Только после Февральской революции Алексеев коротко рассказал Тихобразову о причине Высочайшего неудовольствия. Александра Федоровна пыталась рассеять предубеждение начальника Штаба против Григория Распутина и настойчиво предлагала, чтобы тот посетил Ставку, чем «принес бы большое счастье».
К тому времени Распутин и его петроградские похождения стали притчей во языцех. Профессиональный разведчик, Генерального штаба генерал-майор Николай Батюшин, служивший в 1916 году при штабе Северного фронта, рассказывал о «старце» так: «По-своему Распутин был религиозен, сменяя бесшабашный разгул в домах своих приятелей и у цыган, а равно ежедневные у него дежурства по ночам своих поклонниц, молитвой. Этот разврат, прикрываемый при этом религиозным ханжеством, указывал на принадлежность, по-видимому, Распутина к хлыстовской секте, сведения о чем имелись также в делах канцелярии Святейшего Синода.
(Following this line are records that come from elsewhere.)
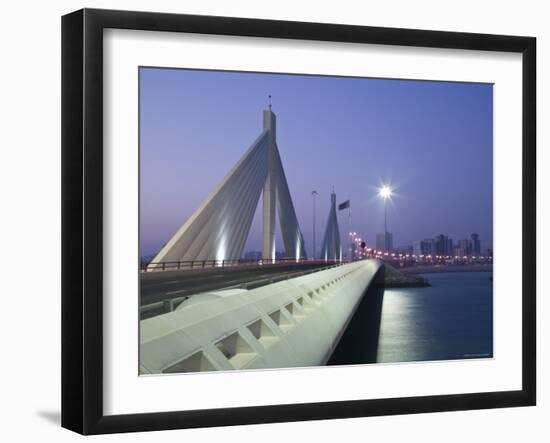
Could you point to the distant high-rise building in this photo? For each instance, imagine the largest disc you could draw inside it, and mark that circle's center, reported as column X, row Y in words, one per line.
column 476, row 245
column 422, row 247
column 384, row 242
column 465, row 246
column 442, row 245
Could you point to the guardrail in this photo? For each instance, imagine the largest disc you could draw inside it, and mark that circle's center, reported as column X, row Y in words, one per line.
column 170, row 304
column 202, row 264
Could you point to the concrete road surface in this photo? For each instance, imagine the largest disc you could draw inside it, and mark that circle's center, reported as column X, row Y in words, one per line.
column 159, row 286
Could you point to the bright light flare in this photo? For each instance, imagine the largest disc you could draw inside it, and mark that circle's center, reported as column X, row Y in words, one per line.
column 385, row 192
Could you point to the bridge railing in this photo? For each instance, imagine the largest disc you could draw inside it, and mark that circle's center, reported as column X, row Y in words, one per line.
column 203, row 264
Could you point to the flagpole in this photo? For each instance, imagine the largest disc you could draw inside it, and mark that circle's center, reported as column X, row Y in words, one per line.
column 350, row 236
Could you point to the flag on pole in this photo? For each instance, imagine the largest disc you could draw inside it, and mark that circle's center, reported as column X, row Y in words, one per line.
column 343, row 205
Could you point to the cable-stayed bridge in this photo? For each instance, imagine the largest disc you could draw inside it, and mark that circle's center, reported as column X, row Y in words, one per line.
column 209, row 316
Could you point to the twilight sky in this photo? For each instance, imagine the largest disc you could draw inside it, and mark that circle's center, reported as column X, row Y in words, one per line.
column 431, row 141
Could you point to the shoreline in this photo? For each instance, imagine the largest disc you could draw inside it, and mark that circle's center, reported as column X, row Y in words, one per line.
column 446, row 268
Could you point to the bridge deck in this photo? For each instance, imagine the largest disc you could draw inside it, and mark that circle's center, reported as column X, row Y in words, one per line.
column 161, row 286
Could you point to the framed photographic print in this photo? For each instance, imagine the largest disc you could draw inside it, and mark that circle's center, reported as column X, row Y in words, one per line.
column 269, row 221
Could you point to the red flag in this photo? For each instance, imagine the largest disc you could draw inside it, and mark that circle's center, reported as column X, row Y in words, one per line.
column 343, row 205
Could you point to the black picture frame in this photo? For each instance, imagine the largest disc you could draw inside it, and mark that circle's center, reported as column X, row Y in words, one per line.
column 82, row 218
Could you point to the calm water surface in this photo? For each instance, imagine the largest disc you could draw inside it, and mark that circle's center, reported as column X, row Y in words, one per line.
column 452, row 319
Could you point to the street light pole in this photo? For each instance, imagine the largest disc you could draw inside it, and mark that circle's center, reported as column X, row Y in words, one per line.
column 313, row 194
column 386, row 225
column 385, row 193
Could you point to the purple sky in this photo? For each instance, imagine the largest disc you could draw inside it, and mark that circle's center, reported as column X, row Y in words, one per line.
column 432, row 141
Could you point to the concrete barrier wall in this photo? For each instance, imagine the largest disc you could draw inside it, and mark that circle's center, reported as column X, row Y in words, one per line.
column 292, row 323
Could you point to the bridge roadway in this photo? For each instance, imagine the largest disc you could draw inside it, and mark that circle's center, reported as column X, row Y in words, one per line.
column 165, row 285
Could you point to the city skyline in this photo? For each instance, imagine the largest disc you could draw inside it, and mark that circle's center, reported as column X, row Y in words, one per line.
column 315, row 114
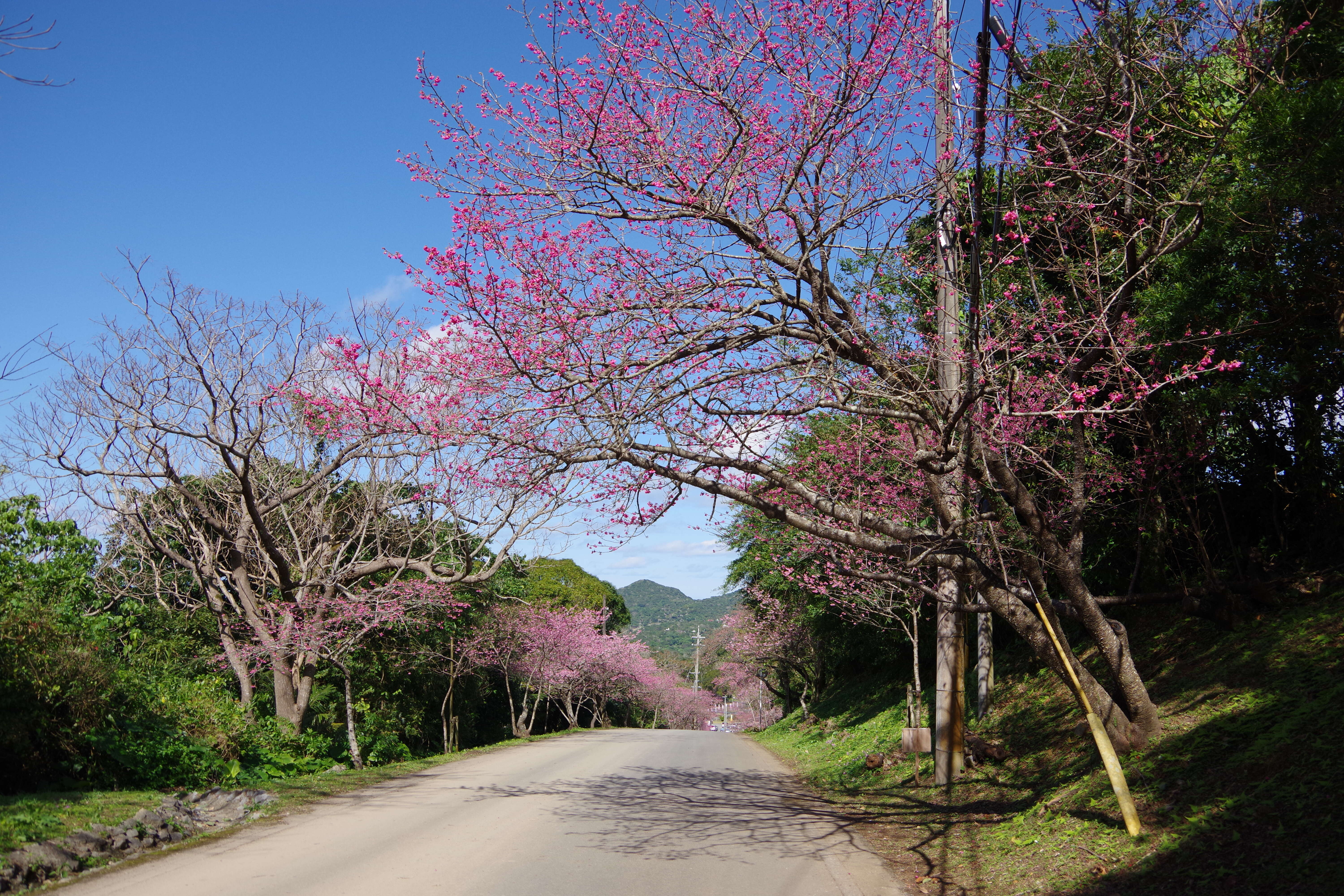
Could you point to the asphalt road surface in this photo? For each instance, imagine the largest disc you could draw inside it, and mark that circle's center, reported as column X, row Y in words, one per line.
column 630, row 812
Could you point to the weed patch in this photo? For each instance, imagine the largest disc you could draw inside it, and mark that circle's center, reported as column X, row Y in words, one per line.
column 1237, row 796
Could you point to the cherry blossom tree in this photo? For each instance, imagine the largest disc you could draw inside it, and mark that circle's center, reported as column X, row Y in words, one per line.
column 564, row 656
column 222, row 489
column 694, row 230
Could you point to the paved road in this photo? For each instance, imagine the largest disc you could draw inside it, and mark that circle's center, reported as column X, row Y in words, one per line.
column 628, row 812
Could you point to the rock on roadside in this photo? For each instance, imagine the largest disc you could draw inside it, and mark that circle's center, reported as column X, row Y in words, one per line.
column 173, row 823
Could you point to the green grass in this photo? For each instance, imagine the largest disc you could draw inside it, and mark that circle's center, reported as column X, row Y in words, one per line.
column 48, row 816
column 1238, row 795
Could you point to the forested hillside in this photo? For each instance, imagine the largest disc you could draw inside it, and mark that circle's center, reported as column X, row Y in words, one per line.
column 667, row 618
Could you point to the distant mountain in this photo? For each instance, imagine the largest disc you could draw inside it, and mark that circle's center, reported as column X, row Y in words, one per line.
column 667, row 617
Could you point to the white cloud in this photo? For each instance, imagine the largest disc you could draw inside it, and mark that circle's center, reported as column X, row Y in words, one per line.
column 693, row 549
column 393, row 288
column 628, row 563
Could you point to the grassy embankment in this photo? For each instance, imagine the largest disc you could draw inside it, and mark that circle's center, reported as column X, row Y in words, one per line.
column 1238, row 795
column 46, row 816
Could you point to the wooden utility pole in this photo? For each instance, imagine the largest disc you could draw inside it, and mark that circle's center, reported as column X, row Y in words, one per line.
column 950, row 706
column 698, row 640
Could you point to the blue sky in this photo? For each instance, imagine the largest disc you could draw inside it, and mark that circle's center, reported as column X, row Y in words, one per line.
column 252, row 148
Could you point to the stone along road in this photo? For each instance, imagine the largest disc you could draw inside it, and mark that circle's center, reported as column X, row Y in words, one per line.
column 647, row 813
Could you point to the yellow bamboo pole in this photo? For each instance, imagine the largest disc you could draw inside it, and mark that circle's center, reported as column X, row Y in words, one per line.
column 1104, row 746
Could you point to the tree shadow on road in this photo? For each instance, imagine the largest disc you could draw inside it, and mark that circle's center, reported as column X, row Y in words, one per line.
column 679, row 813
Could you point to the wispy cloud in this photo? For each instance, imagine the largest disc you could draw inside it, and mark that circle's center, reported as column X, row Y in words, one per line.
column 691, row 549
column 393, row 288
column 630, row 563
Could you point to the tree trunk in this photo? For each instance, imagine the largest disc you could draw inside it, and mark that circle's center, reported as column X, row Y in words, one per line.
column 984, row 663
column 351, row 739
column 240, row 667
column 444, row 714
column 950, row 706
column 294, row 684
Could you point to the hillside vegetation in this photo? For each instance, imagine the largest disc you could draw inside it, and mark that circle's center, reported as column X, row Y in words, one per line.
column 1238, row 795
column 667, row 618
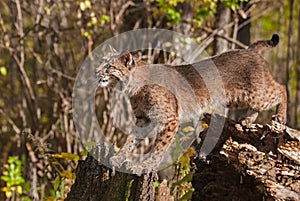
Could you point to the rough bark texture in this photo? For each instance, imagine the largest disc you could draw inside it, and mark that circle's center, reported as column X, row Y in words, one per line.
column 261, row 163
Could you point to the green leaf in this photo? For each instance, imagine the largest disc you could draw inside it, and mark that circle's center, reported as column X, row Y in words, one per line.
column 3, row 70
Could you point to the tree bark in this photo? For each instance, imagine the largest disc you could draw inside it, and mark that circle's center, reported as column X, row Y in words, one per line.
column 222, row 18
column 289, row 64
column 250, row 164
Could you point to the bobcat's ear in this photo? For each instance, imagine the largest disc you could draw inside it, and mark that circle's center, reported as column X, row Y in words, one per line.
column 113, row 50
column 129, row 61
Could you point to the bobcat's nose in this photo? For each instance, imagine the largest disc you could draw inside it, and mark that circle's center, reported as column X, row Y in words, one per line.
column 103, row 83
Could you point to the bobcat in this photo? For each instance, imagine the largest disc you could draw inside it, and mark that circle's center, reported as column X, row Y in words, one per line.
column 247, row 83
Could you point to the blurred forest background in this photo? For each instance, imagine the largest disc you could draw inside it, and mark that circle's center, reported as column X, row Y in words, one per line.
column 44, row 42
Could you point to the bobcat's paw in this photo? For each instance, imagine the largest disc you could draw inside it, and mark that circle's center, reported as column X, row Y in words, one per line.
column 116, row 161
column 142, row 169
column 279, row 118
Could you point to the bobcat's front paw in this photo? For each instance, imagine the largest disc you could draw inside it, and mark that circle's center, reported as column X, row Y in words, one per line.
column 117, row 161
column 142, row 169
column 279, row 118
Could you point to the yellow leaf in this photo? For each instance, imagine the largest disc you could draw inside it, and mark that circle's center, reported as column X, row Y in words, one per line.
column 188, row 129
column 69, row 175
column 3, row 70
column 205, row 126
column 8, row 194
column 19, row 190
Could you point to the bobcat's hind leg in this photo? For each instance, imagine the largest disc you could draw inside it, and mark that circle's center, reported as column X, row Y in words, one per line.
column 281, row 108
column 249, row 118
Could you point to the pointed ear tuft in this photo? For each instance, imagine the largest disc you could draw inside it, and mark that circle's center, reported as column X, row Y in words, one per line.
column 129, row 61
column 113, row 50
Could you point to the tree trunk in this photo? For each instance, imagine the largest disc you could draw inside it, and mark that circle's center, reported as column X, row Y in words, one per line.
column 222, row 18
column 297, row 101
column 243, row 166
column 289, row 64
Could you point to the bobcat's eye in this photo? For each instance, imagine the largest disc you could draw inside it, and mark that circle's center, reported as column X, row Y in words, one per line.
column 107, row 65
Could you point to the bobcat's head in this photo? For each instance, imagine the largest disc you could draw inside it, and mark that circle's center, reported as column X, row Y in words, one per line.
column 115, row 68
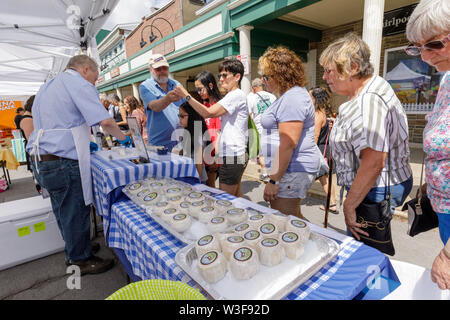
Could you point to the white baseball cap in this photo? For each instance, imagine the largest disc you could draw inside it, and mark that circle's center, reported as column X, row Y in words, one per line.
column 158, row 60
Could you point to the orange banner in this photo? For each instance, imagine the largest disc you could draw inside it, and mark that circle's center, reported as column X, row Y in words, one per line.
column 7, row 114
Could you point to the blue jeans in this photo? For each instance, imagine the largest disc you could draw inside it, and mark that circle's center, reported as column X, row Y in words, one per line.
column 444, row 226
column 62, row 180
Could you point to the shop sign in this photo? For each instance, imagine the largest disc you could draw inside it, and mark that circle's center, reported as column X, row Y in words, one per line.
column 395, row 21
column 114, row 72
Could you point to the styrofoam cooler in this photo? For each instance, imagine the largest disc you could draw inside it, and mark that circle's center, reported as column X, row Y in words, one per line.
column 28, row 231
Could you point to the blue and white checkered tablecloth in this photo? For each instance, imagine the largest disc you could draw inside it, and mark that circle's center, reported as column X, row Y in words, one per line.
column 108, row 175
column 151, row 250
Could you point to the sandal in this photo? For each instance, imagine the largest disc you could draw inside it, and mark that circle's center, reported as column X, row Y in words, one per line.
column 335, row 211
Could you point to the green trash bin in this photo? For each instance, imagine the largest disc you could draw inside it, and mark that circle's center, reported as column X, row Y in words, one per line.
column 157, row 289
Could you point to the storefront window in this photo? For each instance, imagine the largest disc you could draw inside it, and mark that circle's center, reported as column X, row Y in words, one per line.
column 413, row 80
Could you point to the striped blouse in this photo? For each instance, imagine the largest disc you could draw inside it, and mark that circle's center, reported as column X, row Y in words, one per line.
column 363, row 122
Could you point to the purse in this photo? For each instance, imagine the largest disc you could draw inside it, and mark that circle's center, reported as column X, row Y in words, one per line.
column 376, row 219
column 421, row 216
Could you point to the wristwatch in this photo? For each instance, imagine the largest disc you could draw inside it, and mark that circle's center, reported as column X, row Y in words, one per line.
column 274, row 182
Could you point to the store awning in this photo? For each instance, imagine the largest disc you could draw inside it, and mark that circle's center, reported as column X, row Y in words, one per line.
column 37, row 38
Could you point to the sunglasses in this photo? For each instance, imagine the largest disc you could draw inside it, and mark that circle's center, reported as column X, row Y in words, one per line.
column 413, row 50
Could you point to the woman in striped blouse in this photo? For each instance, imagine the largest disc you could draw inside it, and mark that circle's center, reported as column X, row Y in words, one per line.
column 369, row 125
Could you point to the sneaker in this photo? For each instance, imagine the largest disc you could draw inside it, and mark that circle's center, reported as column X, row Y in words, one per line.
column 94, row 265
column 95, row 248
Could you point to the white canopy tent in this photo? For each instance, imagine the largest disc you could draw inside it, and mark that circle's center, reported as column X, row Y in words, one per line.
column 37, row 38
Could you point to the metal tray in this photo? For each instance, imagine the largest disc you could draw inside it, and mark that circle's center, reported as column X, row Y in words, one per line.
column 270, row 283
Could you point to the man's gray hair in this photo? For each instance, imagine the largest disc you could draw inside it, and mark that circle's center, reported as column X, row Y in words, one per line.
column 80, row 61
column 429, row 19
column 257, row 83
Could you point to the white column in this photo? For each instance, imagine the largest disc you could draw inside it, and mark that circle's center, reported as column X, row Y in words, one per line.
column 245, row 52
column 136, row 91
column 119, row 93
column 373, row 30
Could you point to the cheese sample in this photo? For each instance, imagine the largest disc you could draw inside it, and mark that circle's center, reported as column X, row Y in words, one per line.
column 244, row 263
column 222, row 206
column 236, row 215
column 230, row 244
column 268, row 230
column 159, row 207
column 279, row 220
column 212, row 266
column 242, row 229
column 252, row 238
column 257, row 220
column 291, row 244
column 217, row 224
column 181, row 222
column 207, row 243
column 168, row 214
column 206, row 214
column 270, row 252
column 300, row 228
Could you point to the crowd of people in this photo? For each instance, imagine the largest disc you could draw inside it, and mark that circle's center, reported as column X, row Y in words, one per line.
column 367, row 141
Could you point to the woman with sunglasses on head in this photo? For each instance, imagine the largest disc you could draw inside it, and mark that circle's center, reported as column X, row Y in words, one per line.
column 288, row 136
column 429, row 31
column 206, row 87
column 194, row 140
column 232, row 109
column 369, row 125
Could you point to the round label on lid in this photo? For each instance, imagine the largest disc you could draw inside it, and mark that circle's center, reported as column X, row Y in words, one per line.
column 243, row 254
column 170, row 211
column 289, row 237
column 208, row 258
column 184, row 204
column 235, row 239
column 143, row 192
column 162, row 204
column 179, row 217
column 203, row 241
column 252, row 235
column 217, row 220
column 235, row 211
column 298, row 223
column 257, row 217
column 151, row 196
column 267, row 228
column 195, row 195
column 135, row 186
column 224, row 203
column 197, row 203
column 269, row 242
column 175, row 198
column 242, row 227
column 173, row 190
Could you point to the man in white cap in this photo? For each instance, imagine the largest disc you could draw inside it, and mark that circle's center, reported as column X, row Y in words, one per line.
column 161, row 103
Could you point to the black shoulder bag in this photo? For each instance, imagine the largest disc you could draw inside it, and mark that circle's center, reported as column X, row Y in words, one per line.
column 376, row 218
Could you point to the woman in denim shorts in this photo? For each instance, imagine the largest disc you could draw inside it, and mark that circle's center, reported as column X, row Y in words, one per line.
column 288, row 135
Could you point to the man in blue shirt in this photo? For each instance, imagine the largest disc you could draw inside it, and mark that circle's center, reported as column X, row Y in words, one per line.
column 63, row 111
column 161, row 103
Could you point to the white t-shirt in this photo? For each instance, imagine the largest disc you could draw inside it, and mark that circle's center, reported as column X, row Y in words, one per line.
column 257, row 104
column 233, row 138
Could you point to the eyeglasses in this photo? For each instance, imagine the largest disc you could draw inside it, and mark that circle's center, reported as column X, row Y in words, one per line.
column 222, row 75
column 413, row 50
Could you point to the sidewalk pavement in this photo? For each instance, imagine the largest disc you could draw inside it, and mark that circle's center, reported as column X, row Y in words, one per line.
column 316, row 191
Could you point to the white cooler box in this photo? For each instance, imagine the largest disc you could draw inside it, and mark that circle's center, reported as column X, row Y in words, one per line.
column 28, row 231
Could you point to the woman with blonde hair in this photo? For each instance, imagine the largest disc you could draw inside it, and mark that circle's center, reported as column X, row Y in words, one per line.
column 429, row 31
column 368, row 126
column 288, row 136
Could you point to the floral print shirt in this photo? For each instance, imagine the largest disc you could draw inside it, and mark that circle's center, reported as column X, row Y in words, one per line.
column 436, row 145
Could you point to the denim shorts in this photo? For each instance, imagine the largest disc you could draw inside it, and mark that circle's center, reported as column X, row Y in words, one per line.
column 295, row 185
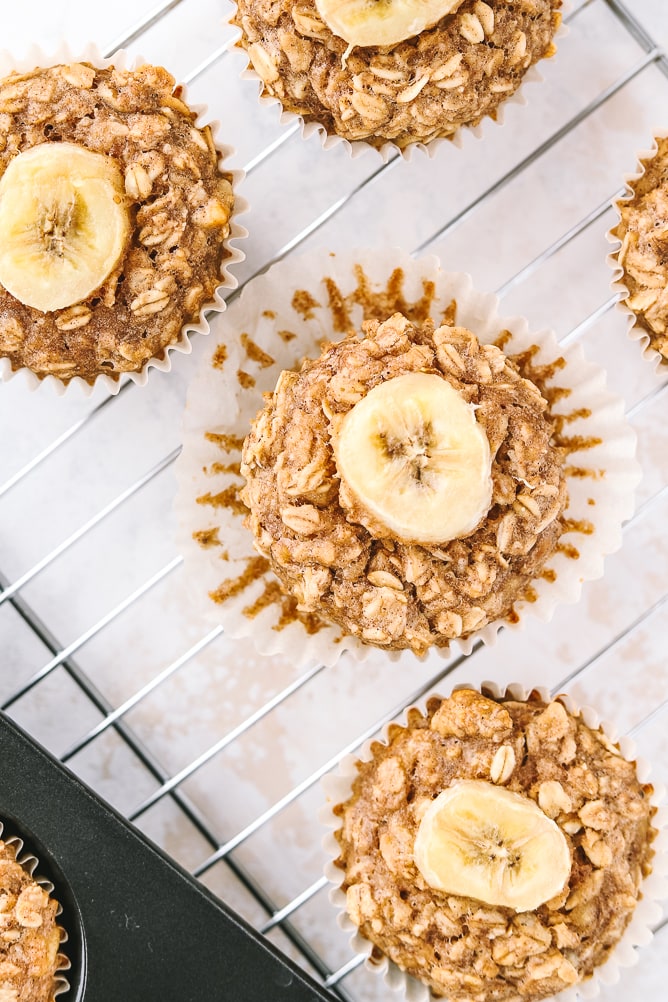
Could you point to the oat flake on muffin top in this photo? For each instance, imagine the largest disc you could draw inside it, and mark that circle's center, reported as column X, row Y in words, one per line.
column 161, row 172
column 453, row 73
column 29, row 936
column 339, row 558
column 462, row 947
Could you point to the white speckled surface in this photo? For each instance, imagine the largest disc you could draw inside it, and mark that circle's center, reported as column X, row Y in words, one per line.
column 614, row 638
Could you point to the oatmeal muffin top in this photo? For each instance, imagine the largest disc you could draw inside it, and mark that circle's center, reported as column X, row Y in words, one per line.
column 643, row 230
column 533, row 756
column 29, row 936
column 453, row 73
column 126, row 212
column 373, row 565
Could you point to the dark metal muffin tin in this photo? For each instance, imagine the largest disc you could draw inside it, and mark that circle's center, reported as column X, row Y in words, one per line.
column 140, row 928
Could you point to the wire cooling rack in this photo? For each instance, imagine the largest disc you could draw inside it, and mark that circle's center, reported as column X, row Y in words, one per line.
column 217, row 754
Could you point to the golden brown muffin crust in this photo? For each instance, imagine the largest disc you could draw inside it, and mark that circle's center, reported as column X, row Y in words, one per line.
column 643, row 230
column 397, row 594
column 29, row 936
column 179, row 202
column 452, row 74
column 461, row 948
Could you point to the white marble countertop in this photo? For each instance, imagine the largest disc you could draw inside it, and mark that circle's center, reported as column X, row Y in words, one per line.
column 112, row 600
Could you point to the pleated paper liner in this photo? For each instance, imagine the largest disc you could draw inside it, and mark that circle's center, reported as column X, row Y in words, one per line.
column 285, row 315
column 638, row 933
column 329, row 140
column 25, row 858
column 36, row 57
column 636, row 330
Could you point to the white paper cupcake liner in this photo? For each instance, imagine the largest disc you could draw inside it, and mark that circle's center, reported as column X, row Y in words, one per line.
column 338, row 788
column 358, row 147
column 30, row 863
column 91, row 53
column 601, row 482
column 635, row 331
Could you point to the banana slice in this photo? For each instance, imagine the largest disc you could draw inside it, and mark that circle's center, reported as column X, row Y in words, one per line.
column 414, row 458
column 481, row 841
column 382, row 22
column 63, row 224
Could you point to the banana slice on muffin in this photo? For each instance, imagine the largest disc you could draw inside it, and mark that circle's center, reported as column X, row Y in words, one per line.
column 382, row 22
column 413, row 454
column 64, row 224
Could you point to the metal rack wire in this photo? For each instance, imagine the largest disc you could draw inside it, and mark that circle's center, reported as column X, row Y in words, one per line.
column 304, row 929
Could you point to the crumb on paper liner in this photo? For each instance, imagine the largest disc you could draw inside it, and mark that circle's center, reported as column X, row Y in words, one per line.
column 34, row 57
column 27, row 860
column 287, row 314
column 337, row 788
column 387, row 151
column 636, row 331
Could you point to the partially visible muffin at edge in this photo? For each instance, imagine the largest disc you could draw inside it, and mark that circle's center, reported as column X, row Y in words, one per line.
column 29, row 935
column 454, row 73
column 164, row 178
column 643, row 256
column 346, row 564
column 462, row 947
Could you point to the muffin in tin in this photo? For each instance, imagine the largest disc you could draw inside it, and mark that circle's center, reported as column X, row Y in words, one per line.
column 643, row 256
column 405, row 485
column 494, row 847
column 114, row 217
column 30, row 937
column 403, row 71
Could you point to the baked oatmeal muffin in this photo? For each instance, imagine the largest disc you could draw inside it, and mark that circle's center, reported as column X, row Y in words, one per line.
column 114, row 217
column 494, row 848
column 405, row 485
column 29, row 936
column 643, row 256
column 402, row 71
Люди, желавшие в самых порочных даже проявлениях Распутина видеть сверхъестественное, усматривали чуть ли не „чудесные“ уклонения и в его половой сфере».
Алексеев, полагавший, что вокруг бессовестного «старца», дискредитировавшего Царскую семью, вертятся подозрительные личности вроде чиновного прохвоста Ивана Манасевича-Мануйлова и банкира Дмитрия Рубинштейна, отреагировал на предложение сухо. «Ваше Императорское Величество, — с достоинством ответил генерал, — я давно уже составил мнение по этому вопросу и ничего не сможет его изменить. Я должен добавить, что как только он появится в Ставке, я сложу с себя занимаемую должность». В итоге беседа оборвалась и стратег навсегда потерял расположение Александры Федоровны. Ее немилость к генералу была очевидной.
Однако можно ли на этом основании утверждать, что Алексеев примкнул к «заговорщикам», стремившимся организовать дворцовый переворот, чтобы передать престол другому лицу и предотвратить революционный взрыв в России?..
На что соглашался Алексеев?
Главную роль в организации «заговора», кульминацией которого должно было стать принуждение императора к отречению в пользу цесаревича Алексея Николаевича при регентстве Великого князя Михаила Александровича, играл председатель Центрального военно-промышленного комитета Александр Гучков. Слово «заговор» мы недаром берем в кавычки. Николай II и Гучков испытывали по отношению друг к другу острую неприязнь, граничившую, вероятно, с ненавистью, и, конечно, монархист Гучков, страстно желая отречения царя, руководствовался не только политическими расчетами, но и личными мотивами.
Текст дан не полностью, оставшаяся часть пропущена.